Kadınlar yaşadıkları sorunları anlatamıyor
Mülteci kadınların yaşadıkları sorunları dile getiremediklerine dikkat çeken Ceylan Ukay, görüşmelere ve başvurulara çoğunlukla erkeklerin katıldığını belirtti. Ceylan Ukay, “Kadınlar seslerini çıkarabilecek, nereye başvurabileceklerini bilebilecek durumda değiller. Biz neden daha çok erkek göçmenlerle görüşmek zorunda kalıyoruz? Çünkü eş durumu ya da başka nedenlerle kadınlar sesini çıkaramıyor ve bize ulaşma imkânı bulamıyor. Bu durumu yalnızca komisyonumuzda değil, diğer mülteci hakları merkezlerine ve sivil toplum örgütlerine yapılan başvurularda da görüyoruz. Daha çok erkekler üzerinden başvurular yapılıyor ve bu başvurular genellikle temel ihtiyaçlar ya da yaşanan hak ihlallerine dair oluyor. Kadınlarla doğrudan görüşemiyoruz. Erkekler, ‘Ben anlatırım’ diyor. Ancak kadının hassas olduğu, özel alanlara dair yaşadığı sorunlara maalesef ulaşamıyoruz” şeklinde konuştu.
‘Elin taşın altına konulması ve yasal düzenlemelerin yapılması gerekiyor’

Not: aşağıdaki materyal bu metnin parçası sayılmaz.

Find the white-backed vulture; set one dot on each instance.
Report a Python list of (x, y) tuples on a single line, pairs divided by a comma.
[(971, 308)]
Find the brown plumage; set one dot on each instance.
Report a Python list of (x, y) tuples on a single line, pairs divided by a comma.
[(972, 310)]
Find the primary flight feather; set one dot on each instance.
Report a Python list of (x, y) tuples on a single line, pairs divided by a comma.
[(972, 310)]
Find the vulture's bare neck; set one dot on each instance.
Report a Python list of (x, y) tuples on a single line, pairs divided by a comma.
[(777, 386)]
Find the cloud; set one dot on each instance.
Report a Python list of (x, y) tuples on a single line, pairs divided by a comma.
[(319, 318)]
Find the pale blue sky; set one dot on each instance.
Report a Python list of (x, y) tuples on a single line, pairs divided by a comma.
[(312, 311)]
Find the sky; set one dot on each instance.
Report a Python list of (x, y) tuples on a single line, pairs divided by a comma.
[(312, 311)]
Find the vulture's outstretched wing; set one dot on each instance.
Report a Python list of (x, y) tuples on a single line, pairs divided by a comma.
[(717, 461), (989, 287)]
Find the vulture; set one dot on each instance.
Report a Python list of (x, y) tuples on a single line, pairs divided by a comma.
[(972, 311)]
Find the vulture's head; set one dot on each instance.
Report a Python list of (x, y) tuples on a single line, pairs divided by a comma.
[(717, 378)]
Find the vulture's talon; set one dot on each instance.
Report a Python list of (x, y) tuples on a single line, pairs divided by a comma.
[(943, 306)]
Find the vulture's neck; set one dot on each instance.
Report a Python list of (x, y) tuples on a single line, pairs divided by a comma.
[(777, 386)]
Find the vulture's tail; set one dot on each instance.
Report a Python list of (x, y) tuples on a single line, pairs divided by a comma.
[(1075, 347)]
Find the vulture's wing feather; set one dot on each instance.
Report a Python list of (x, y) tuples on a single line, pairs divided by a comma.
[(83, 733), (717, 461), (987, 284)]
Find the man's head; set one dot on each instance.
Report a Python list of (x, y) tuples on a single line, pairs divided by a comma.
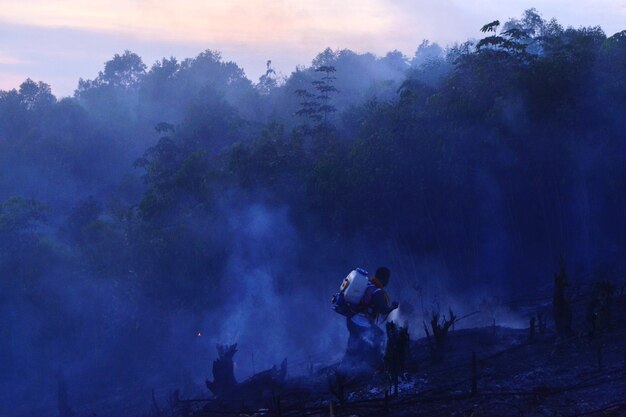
[(383, 274)]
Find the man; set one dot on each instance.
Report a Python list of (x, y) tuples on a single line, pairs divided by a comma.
[(366, 338)]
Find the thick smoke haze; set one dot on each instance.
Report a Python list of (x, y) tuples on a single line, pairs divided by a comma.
[(171, 206)]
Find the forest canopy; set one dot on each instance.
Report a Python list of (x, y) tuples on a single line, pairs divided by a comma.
[(477, 165)]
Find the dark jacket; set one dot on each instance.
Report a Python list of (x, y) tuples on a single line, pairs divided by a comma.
[(376, 300)]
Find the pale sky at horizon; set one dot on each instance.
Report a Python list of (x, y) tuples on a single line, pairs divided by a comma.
[(60, 41)]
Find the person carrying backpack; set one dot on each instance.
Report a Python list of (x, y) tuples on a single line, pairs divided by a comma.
[(365, 342)]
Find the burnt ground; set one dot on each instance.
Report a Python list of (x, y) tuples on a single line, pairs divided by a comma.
[(551, 376)]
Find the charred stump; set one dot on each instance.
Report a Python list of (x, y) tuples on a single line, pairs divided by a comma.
[(560, 303), (223, 371), (440, 330), (396, 353)]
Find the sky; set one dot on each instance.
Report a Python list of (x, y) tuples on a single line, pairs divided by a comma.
[(60, 41)]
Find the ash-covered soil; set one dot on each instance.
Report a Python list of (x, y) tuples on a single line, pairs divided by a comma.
[(580, 375)]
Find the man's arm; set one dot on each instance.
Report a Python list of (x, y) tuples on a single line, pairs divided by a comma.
[(380, 303)]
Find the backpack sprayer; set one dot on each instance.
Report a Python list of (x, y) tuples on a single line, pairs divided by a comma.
[(346, 301)]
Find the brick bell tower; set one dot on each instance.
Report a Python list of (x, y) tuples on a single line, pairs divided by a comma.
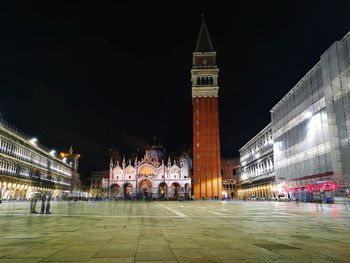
[(206, 141)]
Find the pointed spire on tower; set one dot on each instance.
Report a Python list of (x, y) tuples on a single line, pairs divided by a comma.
[(169, 161), (111, 163), (204, 43), (123, 163)]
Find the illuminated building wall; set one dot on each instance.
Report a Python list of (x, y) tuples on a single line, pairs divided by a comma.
[(257, 166), (311, 124), (206, 133), (26, 166), (149, 178), (229, 176)]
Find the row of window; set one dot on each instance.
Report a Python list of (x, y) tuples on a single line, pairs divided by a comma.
[(264, 141), (169, 177), (205, 81), (22, 153), (264, 166), (13, 169)]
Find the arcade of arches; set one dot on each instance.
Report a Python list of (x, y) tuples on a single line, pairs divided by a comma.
[(148, 178)]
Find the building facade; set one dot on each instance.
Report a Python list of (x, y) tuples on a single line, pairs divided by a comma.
[(257, 166), (206, 141), (26, 167), (96, 189), (229, 176), (149, 178), (311, 127)]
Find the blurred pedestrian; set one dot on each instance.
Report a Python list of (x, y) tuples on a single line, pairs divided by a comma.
[(47, 211), (33, 200), (43, 200)]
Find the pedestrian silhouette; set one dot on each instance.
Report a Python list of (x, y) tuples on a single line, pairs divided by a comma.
[(33, 201), (43, 199), (48, 203)]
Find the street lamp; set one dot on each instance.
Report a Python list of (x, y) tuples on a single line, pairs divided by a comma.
[(136, 166)]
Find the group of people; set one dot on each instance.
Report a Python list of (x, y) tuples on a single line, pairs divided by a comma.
[(45, 198)]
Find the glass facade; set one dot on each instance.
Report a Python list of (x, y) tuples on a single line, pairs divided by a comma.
[(311, 124)]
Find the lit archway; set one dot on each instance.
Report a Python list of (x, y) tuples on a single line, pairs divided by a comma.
[(127, 190), (162, 190)]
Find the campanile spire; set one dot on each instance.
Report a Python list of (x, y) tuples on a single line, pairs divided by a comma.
[(206, 141)]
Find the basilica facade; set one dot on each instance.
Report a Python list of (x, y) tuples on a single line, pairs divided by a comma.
[(149, 178)]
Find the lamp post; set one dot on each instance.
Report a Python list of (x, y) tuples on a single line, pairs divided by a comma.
[(136, 166)]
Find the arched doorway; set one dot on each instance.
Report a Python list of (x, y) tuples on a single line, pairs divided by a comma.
[(162, 190), (145, 189), (115, 190), (176, 190), (187, 191), (127, 190)]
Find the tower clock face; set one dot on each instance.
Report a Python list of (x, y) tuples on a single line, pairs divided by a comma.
[(204, 61)]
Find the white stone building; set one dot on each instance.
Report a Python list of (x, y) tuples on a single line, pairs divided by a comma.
[(149, 178)]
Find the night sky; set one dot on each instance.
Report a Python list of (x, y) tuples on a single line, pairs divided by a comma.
[(100, 75)]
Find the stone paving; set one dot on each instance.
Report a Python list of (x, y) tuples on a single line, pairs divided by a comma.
[(197, 231)]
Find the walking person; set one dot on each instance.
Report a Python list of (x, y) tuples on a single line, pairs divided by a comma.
[(33, 200), (43, 200), (48, 203)]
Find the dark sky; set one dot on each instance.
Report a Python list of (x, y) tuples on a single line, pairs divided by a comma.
[(105, 74)]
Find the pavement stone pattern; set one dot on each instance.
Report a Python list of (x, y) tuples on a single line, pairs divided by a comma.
[(195, 231)]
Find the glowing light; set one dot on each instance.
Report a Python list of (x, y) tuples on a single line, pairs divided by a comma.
[(308, 115), (33, 141)]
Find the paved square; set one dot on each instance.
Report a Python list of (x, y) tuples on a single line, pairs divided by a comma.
[(198, 231)]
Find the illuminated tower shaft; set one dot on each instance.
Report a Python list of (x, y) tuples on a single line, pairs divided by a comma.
[(206, 134)]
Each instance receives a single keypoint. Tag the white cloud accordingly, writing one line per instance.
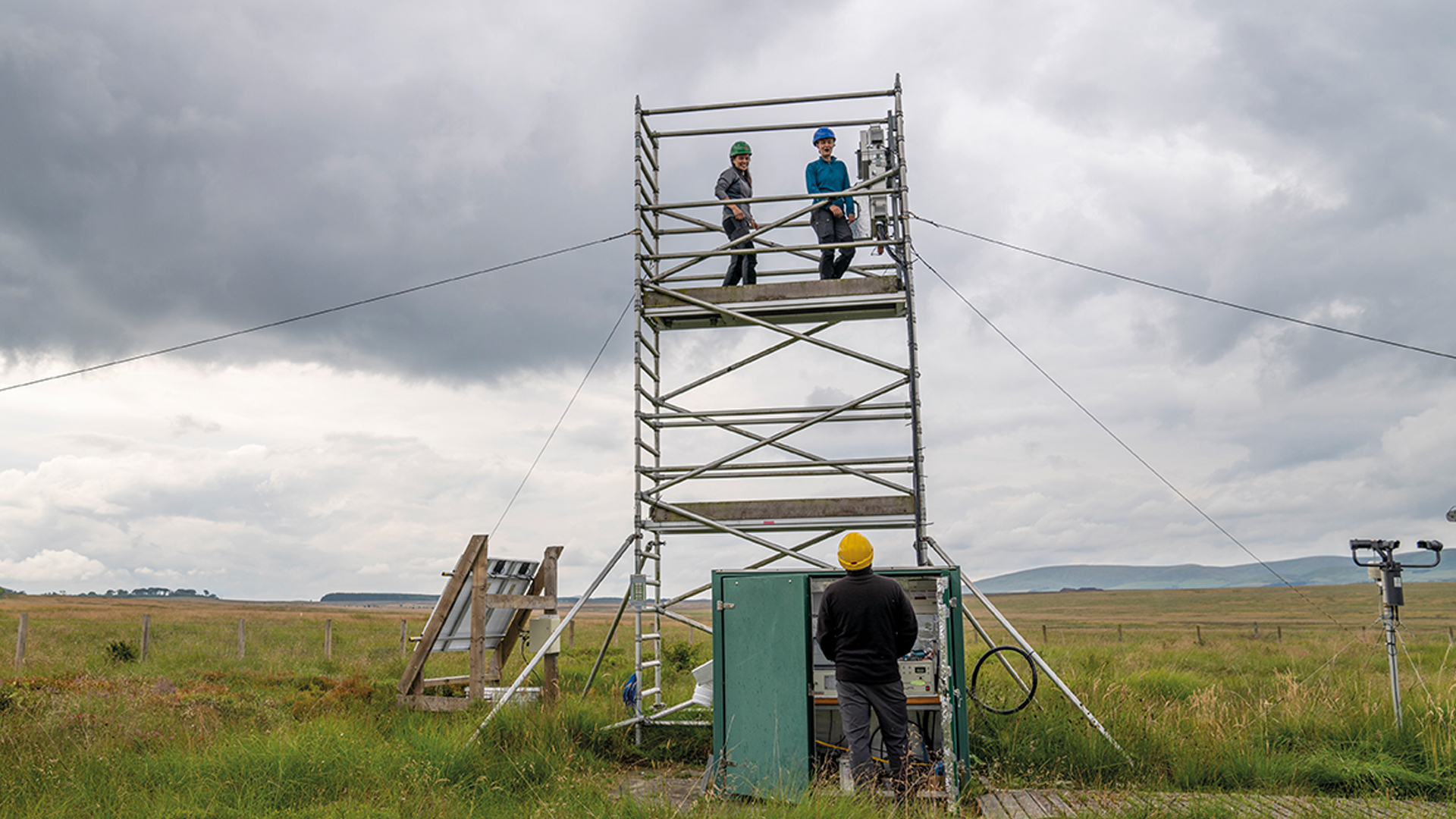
(53, 566)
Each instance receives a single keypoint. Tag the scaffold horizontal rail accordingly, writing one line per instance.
(766, 102)
(785, 510)
(772, 127)
(780, 302)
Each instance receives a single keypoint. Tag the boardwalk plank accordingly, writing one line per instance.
(1031, 803)
(990, 806)
(1028, 806)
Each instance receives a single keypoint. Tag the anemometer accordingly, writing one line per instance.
(1386, 570)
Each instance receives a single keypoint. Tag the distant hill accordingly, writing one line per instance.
(378, 598)
(1323, 570)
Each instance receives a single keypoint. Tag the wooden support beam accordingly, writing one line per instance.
(513, 632)
(478, 608)
(413, 679)
(551, 684)
(792, 509)
(19, 640)
(539, 602)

Ceylan Ukay, son olarak şunları söyledi: “Türkiye Barolar Birliği ile yürütülen bir proje kapsamında adli yardım noktasında hukuki destek sağlanıyor. Bizler hem özel davalarda hem de sınır dışı kararlarına karşı, diğer sivil toplum örgütleriyle birlikte hareket ederek mültecilerin adalete erişimini sağlamaya çalışıyoruz. Türkiye, Birleşmiş Milletler İnsan Hakları Evrensel Bildirgesi’ne taraf bir ülkeyse, bu noktada herkesin elini taşın altına koyması gerekiyor. Türkiye’nin taraf olduğu Yabancılar ve Uluslararası Koruma Kanunu maalesef yeterli gelmiyor. Sivil toplum kuruluşlarının kuruluşuna ilişkin olarak Avrupa Birliği'nin fon sağladığı durumlar vardı. Ancak Trump yönetiminin göreve gelmesiyle birlikte bu destekler sekteye uğradı. Şu an sivil toplum örgütlerinin çalışma alanları da giderek daraltılıyor. Bu durum mülteciler açısından ciddi sorunlara yol açıyor. Mültecilik çok kapsamlı bir alan. Hak ihlallerinin raporlanması, eğitim, sağlık, barınma gibi konularda birlikte çözüm üretmeye hazırız. Yasal düzenlemelerin yapılması şart. En başta yaşam hakkını koruyacak düzenlemeler hayata geçirilmelidir. İnsanlar ülkelerini isteyerek değil; savaş, ekonomik koşullar ve siyasi baskılar nedeniyle terk ediyor. Üçüncü ülkeler olarak bizlerin, yaşayabilecekleri güvenli alanlar yaratmamız gerekiyor. Aksi yöndeki uygulamalardan da vazgeçilmelidir.”